【STリーグ入替戦】初昇格の東ソー南陽を支えた松田蒼生主将。昨年の悔しさを糧に、「いくらでも粘ってやるっていう気持ちを持っていました」
STリーグ/プレーオフ◎12月19~21日/広島県・エフピコアリーナふくやま(福山市総合体育館)
初日全敗からの逆転昇格にはこの男の存在が欠かせなかった。12月末、広島県・エフピコアリーナふくやまで入替戦にあたる「STリーグ/プレーオフ」で初昇格を果たした東ソー南陽でキャプテンを務める松田蒼生。4試合で失ゲーム1という圧倒的な成績を残した。

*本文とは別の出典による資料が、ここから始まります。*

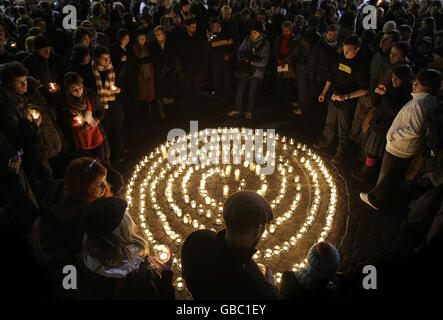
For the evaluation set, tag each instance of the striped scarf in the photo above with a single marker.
(104, 91)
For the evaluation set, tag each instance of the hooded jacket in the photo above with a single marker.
(405, 137)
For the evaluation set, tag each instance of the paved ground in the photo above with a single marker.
(362, 236)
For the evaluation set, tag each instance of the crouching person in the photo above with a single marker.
(219, 265)
(115, 258)
(316, 279)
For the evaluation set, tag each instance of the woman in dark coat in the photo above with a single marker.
(164, 58)
(115, 258)
(388, 101)
(80, 115)
(80, 63)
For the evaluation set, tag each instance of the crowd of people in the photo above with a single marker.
(66, 96)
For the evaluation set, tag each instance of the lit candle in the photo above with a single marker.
(225, 191)
(257, 169)
(164, 152)
(163, 253)
(237, 174)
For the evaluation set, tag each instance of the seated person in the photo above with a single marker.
(219, 265)
(115, 258)
(315, 279)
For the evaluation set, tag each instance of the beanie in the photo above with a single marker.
(323, 260)
(104, 215)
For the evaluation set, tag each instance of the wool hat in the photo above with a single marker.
(246, 209)
(41, 42)
(104, 215)
(257, 26)
(323, 260)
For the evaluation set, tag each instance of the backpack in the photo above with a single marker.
(434, 138)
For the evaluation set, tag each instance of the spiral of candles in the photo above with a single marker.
(173, 200)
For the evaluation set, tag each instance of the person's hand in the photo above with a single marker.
(14, 166)
(162, 266)
(268, 275)
(381, 89)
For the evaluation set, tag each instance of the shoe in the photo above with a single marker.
(233, 113)
(297, 111)
(365, 199)
(161, 110)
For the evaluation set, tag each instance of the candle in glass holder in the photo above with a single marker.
(162, 253)
(225, 191)
(237, 174)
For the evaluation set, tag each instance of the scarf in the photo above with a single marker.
(331, 44)
(142, 52)
(79, 106)
(122, 270)
(104, 90)
(284, 49)
(253, 45)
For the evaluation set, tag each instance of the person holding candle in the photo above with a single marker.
(116, 259)
(219, 265)
(46, 65)
(27, 121)
(107, 89)
(314, 280)
(80, 115)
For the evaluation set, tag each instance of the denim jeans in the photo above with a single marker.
(301, 78)
(241, 87)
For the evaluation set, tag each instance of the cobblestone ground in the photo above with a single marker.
(361, 235)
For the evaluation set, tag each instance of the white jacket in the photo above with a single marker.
(405, 137)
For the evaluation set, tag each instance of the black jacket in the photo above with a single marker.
(320, 62)
(51, 70)
(144, 283)
(213, 270)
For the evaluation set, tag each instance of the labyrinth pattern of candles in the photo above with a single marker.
(171, 199)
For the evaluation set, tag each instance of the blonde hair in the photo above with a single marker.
(113, 248)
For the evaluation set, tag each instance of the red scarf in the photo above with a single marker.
(284, 50)
(86, 138)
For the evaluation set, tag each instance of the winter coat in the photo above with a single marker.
(143, 283)
(322, 58)
(260, 58)
(39, 143)
(51, 70)
(213, 270)
(387, 107)
(146, 82)
(405, 137)
(289, 58)
(64, 117)
(192, 52)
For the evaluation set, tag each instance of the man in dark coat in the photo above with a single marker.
(46, 65)
(220, 56)
(220, 266)
(192, 55)
(324, 55)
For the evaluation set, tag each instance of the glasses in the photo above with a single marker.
(91, 165)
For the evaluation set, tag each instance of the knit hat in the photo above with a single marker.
(138, 32)
(323, 260)
(257, 26)
(104, 215)
(41, 42)
(246, 209)
(389, 26)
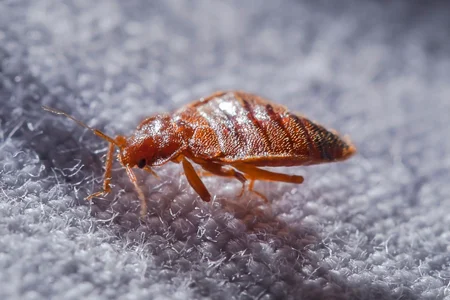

しぶとくストロークで粘り、チャンスで素早く前に詰める。トップレベルのシングラーが手も足も出なかった。初日に濵田祐、東京ガスの中村日紀のいずれもG④ー0下し、2日目も日本信号の根本拓哉に1ゲームを落としたのみだった。
小学3年時に山口・永源クラブでソフトテニスを始め、福川中、南陽工業でプレー。地元山口県では名の知れた存在だった一方で、県外で大きな結果を残すことはできなかった。2018年の三重インターハイの成績はベスト32止まりだった。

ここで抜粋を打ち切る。